Invalid redirect_uri in keycloak

[idc77]

Hello,

this is probably not this plugin's error, still, who knows, I don't.

I have an older Flutter project, authskel (for auth skeleton). It has

        manifestPlaceholders += [
            'appAuthRedirectScheme': 'de.icod.authskel'
        ]

and used to work with Keycloak. AppAuth's version back then was 4.2.1. I don't know what Keycloak's version was. So nothing has changed except the Keycloak version and Flutter's version. That suggests it's Keycloak's fault.

Now I was running the same project and Keycloak complains that invalid parameter: redirect_uri.

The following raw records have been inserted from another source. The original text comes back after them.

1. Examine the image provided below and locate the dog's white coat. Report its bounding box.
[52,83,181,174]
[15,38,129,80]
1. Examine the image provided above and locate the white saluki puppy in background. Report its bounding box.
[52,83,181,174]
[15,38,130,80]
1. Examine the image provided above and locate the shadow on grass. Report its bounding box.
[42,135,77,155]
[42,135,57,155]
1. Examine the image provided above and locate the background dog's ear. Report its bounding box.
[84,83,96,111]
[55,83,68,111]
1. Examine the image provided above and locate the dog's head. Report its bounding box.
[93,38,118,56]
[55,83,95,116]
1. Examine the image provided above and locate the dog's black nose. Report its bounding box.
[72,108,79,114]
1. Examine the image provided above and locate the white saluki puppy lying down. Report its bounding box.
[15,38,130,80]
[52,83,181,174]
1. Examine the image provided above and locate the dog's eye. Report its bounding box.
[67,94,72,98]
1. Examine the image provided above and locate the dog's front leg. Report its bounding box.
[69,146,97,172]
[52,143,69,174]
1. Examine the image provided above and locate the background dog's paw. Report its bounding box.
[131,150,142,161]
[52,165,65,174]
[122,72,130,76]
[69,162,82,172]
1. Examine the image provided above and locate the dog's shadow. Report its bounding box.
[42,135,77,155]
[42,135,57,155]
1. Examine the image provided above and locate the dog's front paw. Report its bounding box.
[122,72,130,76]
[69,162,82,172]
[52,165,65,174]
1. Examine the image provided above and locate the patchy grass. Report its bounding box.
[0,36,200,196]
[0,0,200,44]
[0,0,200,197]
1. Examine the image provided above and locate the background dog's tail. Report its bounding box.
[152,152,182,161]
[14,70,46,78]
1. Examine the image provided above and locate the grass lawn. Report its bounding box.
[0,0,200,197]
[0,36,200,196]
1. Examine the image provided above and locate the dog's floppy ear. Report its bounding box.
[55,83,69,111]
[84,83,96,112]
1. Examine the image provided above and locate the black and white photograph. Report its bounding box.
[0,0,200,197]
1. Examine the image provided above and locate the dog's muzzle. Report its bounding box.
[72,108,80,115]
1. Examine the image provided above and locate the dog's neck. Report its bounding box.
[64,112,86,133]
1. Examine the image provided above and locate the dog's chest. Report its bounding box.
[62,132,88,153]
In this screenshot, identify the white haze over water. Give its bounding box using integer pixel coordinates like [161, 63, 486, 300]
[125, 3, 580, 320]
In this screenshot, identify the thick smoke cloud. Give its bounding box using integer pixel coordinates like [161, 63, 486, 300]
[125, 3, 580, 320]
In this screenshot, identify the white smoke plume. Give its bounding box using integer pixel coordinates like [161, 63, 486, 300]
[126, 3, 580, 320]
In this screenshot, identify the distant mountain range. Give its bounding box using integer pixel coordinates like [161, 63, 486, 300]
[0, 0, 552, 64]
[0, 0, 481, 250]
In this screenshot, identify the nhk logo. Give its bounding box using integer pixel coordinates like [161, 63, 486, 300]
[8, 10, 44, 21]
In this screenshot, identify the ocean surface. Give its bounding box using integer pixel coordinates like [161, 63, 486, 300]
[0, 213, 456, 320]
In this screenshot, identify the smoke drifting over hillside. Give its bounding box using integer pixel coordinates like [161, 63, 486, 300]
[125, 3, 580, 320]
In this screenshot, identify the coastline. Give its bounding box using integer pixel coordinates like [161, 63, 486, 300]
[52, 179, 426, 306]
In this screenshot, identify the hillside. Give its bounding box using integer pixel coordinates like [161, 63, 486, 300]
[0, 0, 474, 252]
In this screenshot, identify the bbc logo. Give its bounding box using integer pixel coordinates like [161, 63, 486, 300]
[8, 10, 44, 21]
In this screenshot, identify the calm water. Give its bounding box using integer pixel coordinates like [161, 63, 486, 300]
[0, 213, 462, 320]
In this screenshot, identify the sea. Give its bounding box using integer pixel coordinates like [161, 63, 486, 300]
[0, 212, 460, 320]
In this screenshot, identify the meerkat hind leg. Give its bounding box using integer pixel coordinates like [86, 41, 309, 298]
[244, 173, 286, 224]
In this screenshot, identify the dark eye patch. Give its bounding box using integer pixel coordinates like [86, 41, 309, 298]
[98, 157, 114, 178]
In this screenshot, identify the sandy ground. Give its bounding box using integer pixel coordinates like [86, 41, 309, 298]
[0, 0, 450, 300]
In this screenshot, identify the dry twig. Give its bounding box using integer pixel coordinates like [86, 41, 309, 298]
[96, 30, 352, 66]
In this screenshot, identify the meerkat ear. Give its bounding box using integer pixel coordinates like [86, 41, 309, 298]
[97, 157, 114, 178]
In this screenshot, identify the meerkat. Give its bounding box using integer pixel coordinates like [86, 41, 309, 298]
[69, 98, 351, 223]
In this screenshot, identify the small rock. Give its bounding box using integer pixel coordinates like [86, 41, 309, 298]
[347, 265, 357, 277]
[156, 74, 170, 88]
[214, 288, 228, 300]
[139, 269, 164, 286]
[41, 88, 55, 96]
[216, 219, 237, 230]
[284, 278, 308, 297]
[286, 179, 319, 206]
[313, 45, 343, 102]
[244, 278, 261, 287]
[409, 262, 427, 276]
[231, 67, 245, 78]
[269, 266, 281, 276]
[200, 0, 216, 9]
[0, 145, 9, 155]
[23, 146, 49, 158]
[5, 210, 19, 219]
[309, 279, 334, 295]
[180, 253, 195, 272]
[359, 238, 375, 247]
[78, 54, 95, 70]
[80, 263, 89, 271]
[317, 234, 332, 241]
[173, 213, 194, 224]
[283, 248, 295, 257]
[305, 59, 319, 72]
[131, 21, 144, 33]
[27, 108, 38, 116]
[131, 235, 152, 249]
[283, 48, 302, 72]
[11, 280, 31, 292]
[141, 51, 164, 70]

  final String _clientId = 'flutter-dev';
  final String _redirectUrl = 'de.icod.authskel:/oauthredirect';
  final String _issuer = 'https://connect.icod.de/auth/realms/bicki';
  final String _discoveryUrl = 'https://connect.icod.de/auth/realms/bicki/.well-known/openid-configuration';
  final String _postLogoutRedirectUrl = 'de.icod.bicki:/';

[adrianwinau]

make sure to add the redirectUrl in Keycloak: Admin Console > Clients > your-client-name > Settings > Valid redirect URIs

[idc77]

The flutter-dev client has * as "Valid redirect URIs", "Valid post logout redirect URIs" and "Web origins" It would be a new change that * no longer acts as a wildcard and one has to explicitly enter the redirect_uris. I'm doing something else and will get back to this when I have time.

[idc77]

It was indeed that I had to explicitly state the appAuthRedirectScheme's redirect_uri, in the form of, going by this initial post's example: de.icod.authskel:*

[adrianwinau]

Indeed, they changed that behavior in version 21.1.2 as mentioned here. I think it's best not to use a wildcard there, at least not in production 😅.